La génétique peut aussi contribuer au succès ou à l’échec des traitements pharmacologiques pour l’arrêt du tabac. Une variation génétique retrouvée chez près de la moitié des américains d’origine européenne est en effet associée à une meilleure réponse au bupropion. Les porteurs de cette variation sont en effet moins nombreux à recommencer à fumer après six mois de traitement.

« Cette étude fait partie d’une démarche actuelle destinée à développer des approches plus précises et personnalisées en médecine », commente le Dr Elias Zerhouni, directeur des Instituts Nationaux de la Santé américains (NIH). « Ce type d’approche génétique nous aide à mieux comprendre pourquoi certaines personnes répondent à des traitements pour arrêter de fumer et d’autres non ».

Les détails de l’étude viennent de faire l’objet d’une publication dans l’édition de septembre de la revue Biological Psychiatry.

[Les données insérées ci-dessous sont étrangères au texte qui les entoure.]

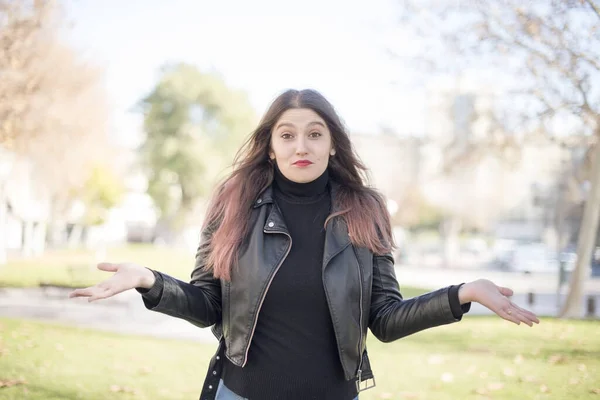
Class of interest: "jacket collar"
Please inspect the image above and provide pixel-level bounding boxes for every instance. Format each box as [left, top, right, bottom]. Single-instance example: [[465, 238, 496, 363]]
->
[[253, 180, 350, 268]]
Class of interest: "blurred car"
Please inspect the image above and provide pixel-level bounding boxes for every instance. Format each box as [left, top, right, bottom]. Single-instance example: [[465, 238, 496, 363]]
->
[[508, 242, 560, 273]]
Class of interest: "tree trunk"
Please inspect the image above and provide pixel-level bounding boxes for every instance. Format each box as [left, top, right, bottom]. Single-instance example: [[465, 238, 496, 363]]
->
[[0, 195, 8, 265], [21, 220, 35, 257], [440, 216, 462, 268], [560, 145, 600, 318]]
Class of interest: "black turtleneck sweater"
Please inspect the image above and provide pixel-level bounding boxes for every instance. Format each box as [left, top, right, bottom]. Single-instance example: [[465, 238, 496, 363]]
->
[[138, 168, 470, 400], [223, 168, 356, 400]]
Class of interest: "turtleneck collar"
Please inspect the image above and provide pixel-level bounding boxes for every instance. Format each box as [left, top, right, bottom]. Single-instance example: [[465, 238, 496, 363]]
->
[[273, 164, 329, 198]]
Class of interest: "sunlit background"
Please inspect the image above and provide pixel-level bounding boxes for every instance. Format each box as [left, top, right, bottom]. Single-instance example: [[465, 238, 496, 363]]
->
[[0, 0, 600, 399]]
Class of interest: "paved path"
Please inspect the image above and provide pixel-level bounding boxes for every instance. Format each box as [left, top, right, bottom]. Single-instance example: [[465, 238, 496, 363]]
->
[[0, 266, 600, 342]]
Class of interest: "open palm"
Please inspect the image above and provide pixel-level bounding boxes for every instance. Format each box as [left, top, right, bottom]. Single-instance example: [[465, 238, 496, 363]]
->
[[69, 263, 154, 302]]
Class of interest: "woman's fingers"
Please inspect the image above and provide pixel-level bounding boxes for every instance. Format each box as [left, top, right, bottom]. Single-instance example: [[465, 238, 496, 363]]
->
[[497, 308, 521, 325], [511, 303, 540, 324], [88, 288, 117, 303], [96, 263, 119, 272]]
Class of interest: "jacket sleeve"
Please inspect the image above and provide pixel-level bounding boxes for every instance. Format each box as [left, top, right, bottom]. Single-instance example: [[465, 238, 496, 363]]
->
[[138, 225, 221, 328], [369, 254, 462, 342]]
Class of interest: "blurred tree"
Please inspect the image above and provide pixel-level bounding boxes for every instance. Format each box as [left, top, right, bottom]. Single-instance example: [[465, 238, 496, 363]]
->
[[75, 164, 125, 225], [394, 0, 600, 317], [0, 0, 116, 256], [139, 63, 255, 231]]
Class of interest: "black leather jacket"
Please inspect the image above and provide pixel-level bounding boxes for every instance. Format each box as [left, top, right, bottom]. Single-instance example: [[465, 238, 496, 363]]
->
[[143, 182, 468, 400]]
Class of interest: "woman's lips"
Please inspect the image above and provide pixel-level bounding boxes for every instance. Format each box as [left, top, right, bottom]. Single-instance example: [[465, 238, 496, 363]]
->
[[294, 160, 312, 167]]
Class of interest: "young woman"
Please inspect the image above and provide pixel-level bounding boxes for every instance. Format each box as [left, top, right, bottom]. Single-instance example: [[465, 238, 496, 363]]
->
[[71, 90, 539, 400]]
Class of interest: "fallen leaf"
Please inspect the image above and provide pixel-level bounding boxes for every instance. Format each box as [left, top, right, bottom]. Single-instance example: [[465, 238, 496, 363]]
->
[[427, 354, 444, 365], [540, 385, 550, 393], [488, 382, 504, 392], [523, 375, 538, 383], [400, 392, 419, 399], [475, 388, 489, 396], [548, 354, 567, 364], [513, 354, 523, 364], [0, 377, 27, 388], [140, 366, 152, 375]]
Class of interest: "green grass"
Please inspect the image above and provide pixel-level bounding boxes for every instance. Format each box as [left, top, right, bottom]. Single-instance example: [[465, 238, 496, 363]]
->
[[0, 317, 600, 400], [0, 245, 426, 297], [0, 245, 195, 287]]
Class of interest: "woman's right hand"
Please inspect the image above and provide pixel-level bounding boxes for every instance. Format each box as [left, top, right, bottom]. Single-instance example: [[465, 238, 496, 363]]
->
[[69, 263, 155, 302]]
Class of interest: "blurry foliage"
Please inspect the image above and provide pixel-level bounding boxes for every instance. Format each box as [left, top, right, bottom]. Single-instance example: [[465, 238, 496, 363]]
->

Pour cette étude randomisée codirigée par Rachel Tyndale (Université de Toronto) et Caryn Lerman (Université de Pennsylvanie), plus de 300 fumeurs ont reçu un traitement par bupropion ou placebo durant 10 semaines. La variation génétique étudiée concernait le gène CYP2B6 et le génotype CYP2B6*6 était associé à un taux d’abstinence de tabac plus élevé à la fin du traitement et six mois après. Par contre, l’efficacité du pubropion était similaire à celle du placebo chez les porteurs du génotype CYP2B6*1, ajoutent les chercheurs.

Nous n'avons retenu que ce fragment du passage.